My cat Ziggy has this strange habit. I have a soft fleece blanket that I keep on the couch. In the winter its a lap blanket but in the summer it doesn't really get used; just sits on the top of the sofa folded up. Ziggy likes to sit with me on the couch. Sometimes she prefers to be next to me and sometimes on my lap. I have noticed thought that if she happens to step on that blanket, she always hisses really loud. She then proceeds to knead the blanket and purr before curling up on it. 

At first I thought she doesn't like the feel of the fleece on her feet, but I would expect the reaction to be hiss and walk away, not hiss and then cuddle up. The first time it happened she had a flare of pillow foot but that is pretty much in remission currently. Any thoughts to this?


----------



## catloverami (Jul 5, 2010)

That's a new one to me....never had a cat hiss at a blanket before. Occasionally at a strange bag or parcel.


----------



## librarychick (May 25, 2008)

It could be catching on her feet. Doran gets dry paw pads during the winter, when it's very dry here, and he gets chapped pads a bit.
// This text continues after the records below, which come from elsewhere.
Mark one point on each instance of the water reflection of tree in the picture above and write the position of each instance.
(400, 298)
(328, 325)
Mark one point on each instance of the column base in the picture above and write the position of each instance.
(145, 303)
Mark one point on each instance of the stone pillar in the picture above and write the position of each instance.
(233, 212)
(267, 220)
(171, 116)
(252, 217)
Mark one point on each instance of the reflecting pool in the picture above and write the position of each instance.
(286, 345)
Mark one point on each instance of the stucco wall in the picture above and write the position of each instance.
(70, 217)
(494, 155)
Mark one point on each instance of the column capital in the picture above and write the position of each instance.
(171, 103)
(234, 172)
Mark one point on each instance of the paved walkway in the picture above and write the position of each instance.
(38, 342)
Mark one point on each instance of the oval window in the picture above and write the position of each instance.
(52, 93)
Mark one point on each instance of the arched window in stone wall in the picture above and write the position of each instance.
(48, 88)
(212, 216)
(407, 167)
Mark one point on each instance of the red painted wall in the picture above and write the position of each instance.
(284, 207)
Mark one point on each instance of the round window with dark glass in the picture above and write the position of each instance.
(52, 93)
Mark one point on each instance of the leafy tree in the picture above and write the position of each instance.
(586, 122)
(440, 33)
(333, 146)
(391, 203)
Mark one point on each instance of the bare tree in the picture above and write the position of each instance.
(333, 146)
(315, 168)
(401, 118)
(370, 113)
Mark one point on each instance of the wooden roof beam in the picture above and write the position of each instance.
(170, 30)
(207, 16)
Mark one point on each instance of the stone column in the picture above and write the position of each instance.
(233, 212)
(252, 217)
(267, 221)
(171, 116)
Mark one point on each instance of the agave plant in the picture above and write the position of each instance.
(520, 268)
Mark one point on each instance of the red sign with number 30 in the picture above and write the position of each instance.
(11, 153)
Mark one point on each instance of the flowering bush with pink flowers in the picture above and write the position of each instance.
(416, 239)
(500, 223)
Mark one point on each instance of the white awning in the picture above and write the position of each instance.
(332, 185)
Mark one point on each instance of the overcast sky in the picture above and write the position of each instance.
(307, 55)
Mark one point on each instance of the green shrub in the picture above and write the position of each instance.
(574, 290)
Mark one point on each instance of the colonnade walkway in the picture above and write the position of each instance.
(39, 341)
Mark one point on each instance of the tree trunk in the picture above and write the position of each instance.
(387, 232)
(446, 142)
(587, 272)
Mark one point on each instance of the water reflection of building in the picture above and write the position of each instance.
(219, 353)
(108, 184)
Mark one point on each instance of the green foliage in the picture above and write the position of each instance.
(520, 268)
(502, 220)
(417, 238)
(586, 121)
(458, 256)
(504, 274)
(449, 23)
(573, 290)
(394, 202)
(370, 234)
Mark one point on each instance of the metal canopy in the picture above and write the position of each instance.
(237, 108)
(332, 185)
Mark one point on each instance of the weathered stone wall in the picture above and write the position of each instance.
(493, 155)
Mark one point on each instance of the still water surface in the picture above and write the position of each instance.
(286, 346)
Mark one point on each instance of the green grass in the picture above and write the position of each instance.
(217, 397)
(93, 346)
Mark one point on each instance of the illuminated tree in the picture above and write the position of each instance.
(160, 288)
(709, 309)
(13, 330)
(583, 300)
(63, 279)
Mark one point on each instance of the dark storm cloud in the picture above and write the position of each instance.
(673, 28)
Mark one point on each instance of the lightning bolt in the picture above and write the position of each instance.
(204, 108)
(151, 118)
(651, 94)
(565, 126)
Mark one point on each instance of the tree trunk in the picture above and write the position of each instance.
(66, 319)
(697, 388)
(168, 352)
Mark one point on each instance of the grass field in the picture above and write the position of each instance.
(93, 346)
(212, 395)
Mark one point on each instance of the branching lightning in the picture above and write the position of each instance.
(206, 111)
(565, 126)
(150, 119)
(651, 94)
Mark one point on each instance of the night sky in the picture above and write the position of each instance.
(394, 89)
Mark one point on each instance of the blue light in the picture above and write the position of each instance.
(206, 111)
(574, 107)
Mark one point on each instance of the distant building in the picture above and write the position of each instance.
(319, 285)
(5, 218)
So, if her pads are chapped and they're catching on the fabric she maybe doesn't like that feeling?

The other thing I thought of was static shock. Maybe The blanket is shocking her when she first steps on it, and then after that it's fine?


----------



## Zeke_M (Jul 6, 2016)

catloverami said:


> That's a new one to me....never had a cat hiss at a blanket before. Occasionally at a strange bag or parcel.


Miss M has fights with the blankets on my bed once in a while. 
That's her way of saying I need to get out the paracord and play with her.
She hisses at the dog if he gets too close to her. That's about it.

I'd chalk it up to strange weird cat behavior.


----------



## amy22 (Jul 5, 2013)

librarychick said:


> It could be catching on her feet. Doran gets dry paw pads during the winter, when it's very dry here, and he gets chapped pads a bit.


Her pads are OK, I checked them since she has a history of pillow foot. The shock is an idea though. I'm surprised she doesn't run away when she gets shocked. Sometimes I've accidentally zapped her with petting on a dry day and she gets a look of disgust on her face before walking away.


----------